まがいもの令嬢なのに王太子妃になるなんて聞いていません!

 顔も広く、彼女が主催する催しにはいつも多くの貴族が参加していた。

 敵に回せば怖い存在なのだろう。

 先ほどクララを避けた貴族夫人が慌てて同じテーブルに戻ってくると、取り繕うような笑みを浮かべてクララにごまをすってきた。

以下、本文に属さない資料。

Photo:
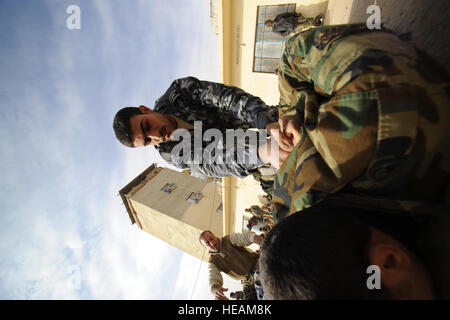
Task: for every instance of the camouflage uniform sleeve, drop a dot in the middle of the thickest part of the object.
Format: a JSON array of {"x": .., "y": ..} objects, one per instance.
[
  {"x": 215, "y": 277},
  {"x": 229, "y": 99},
  {"x": 368, "y": 129}
]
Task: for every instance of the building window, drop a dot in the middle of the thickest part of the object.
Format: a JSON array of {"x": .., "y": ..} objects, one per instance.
[
  {"x": 168, "y": 188},
  {"x": 269, "y": 45},
  {"x": 194, "y": 197}
]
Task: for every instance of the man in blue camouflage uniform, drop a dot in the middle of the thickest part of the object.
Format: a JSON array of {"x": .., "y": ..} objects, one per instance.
[{"x": 215, "y": 106}]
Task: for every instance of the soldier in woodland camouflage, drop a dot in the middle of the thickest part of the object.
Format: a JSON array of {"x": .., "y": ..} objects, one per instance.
[{"x": 374, "y": 119}]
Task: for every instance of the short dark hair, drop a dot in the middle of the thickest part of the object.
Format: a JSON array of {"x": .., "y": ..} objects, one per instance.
[
  {"x": 318, "y": 253},
  {"x": 202, "y": 234},
  {"x": 121, "y": 125}
]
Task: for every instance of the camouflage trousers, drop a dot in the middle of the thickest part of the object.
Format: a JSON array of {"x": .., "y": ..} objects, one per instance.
[{"x": 375, "y": 116}]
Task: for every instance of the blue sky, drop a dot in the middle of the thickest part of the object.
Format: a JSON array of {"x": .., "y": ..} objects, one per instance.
[{"x": 61, "y": 164}]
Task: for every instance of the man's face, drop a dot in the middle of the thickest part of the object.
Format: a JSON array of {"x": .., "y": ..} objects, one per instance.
[
  {"x": 211, "y": 242},
  {"x": 151, "y": 128}
]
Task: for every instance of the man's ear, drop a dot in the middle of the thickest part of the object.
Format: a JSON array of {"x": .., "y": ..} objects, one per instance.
[
  {"x": 144, "y": 109},
  {"x": 394, "y": 263}
]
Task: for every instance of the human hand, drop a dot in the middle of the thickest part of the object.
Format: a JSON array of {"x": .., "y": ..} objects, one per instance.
[{"x": 218, "y": 292}]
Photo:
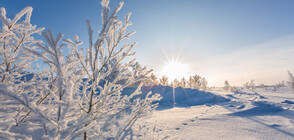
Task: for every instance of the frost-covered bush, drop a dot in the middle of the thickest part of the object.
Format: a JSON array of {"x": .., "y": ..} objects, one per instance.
[
  {"x": 291, "y": 81},
  {"x": 79, "y": 94},
  {"x": 227, "y": 86}
]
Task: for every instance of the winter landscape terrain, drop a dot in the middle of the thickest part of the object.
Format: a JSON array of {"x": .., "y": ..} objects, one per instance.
[
  {"x": 55, "y": 87},
  {"x": 262, "y": 114}
]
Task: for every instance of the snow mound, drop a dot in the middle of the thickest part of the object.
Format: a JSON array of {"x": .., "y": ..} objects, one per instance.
[
  {"x": 183, "y": 96},
  {"x": 260, "y": 108},
  {"x": 288, "y": 102}
]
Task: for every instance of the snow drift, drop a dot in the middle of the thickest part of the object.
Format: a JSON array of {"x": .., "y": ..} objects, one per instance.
[{"x": 183, "y": 96}]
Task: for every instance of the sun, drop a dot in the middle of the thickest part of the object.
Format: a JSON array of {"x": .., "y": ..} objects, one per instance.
[{"x": 175, "y": 70}]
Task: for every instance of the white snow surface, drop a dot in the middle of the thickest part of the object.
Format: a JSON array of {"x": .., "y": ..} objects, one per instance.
[
  {"x": 259, "y": 114},
  {"x": 247, "y": 115}
]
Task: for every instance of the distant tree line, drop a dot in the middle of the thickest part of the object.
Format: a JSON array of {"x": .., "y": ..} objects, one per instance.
[{"x": 195, "y": 82}]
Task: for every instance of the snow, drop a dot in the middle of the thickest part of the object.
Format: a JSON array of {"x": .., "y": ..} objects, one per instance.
[{"x": 262, "y": 114}]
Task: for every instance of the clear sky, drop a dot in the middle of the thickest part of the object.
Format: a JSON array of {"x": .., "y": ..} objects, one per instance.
[{"x": 217, "y": 39}]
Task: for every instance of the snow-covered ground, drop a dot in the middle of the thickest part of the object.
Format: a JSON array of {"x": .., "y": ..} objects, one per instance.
[{"x": 262, "y": 114}]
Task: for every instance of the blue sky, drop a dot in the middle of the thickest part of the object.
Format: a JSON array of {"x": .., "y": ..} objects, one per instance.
[{"x": 218, "y": 39}]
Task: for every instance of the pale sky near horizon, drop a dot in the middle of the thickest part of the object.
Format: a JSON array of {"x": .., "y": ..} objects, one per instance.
[{"x": 219, "y": 40}]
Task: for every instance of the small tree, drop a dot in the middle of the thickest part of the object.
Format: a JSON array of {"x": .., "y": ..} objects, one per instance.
[
  {"x": 183, "y": 82},
  {"x": 175, "y": 83},
  {"x": 164, "y": 80},
  {"x": 203, "y": 84}
]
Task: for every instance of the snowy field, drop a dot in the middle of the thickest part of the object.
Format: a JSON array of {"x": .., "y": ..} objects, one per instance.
[{"x": 262, "y": 114}]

『今日のお召し物も素敵ですわ。さすがは妃殿下、センスがよろしくていらっしゃいます。それにお美しくて聡明でいらっしゃって、妃殿下は私の憧れですの』

 その変わり身の早さに驚くとともに、叔母の力を思い知った。

 素性を知っても味方をしてくれる心の広さと頼もしさに、ますます叔母を好きになったのだ。

「到着いたしました」

「ありがとう。降ろしてください」

 御者の声かけに答えると、すぐに馬車の扉が開いた。

 ここは病院の正面ではなく、隣のブロックの一角だ。大型馬車なので邪魔になると思い、いつも少し離れた場所に止めてもらっている。

 侍女と護衛兵に囲まれて病院に着くと、三人にはロビーの待合室で待機していてもらう。

 お供を連れていたら王太子妃だと気づかれ、人を集めてしまうからだ。

 患者や医療者たちへの配慮である。

 ひとりで廊下を進み階段を上ろうとしたら、後ろから女性ふたりの会話が聞こえた。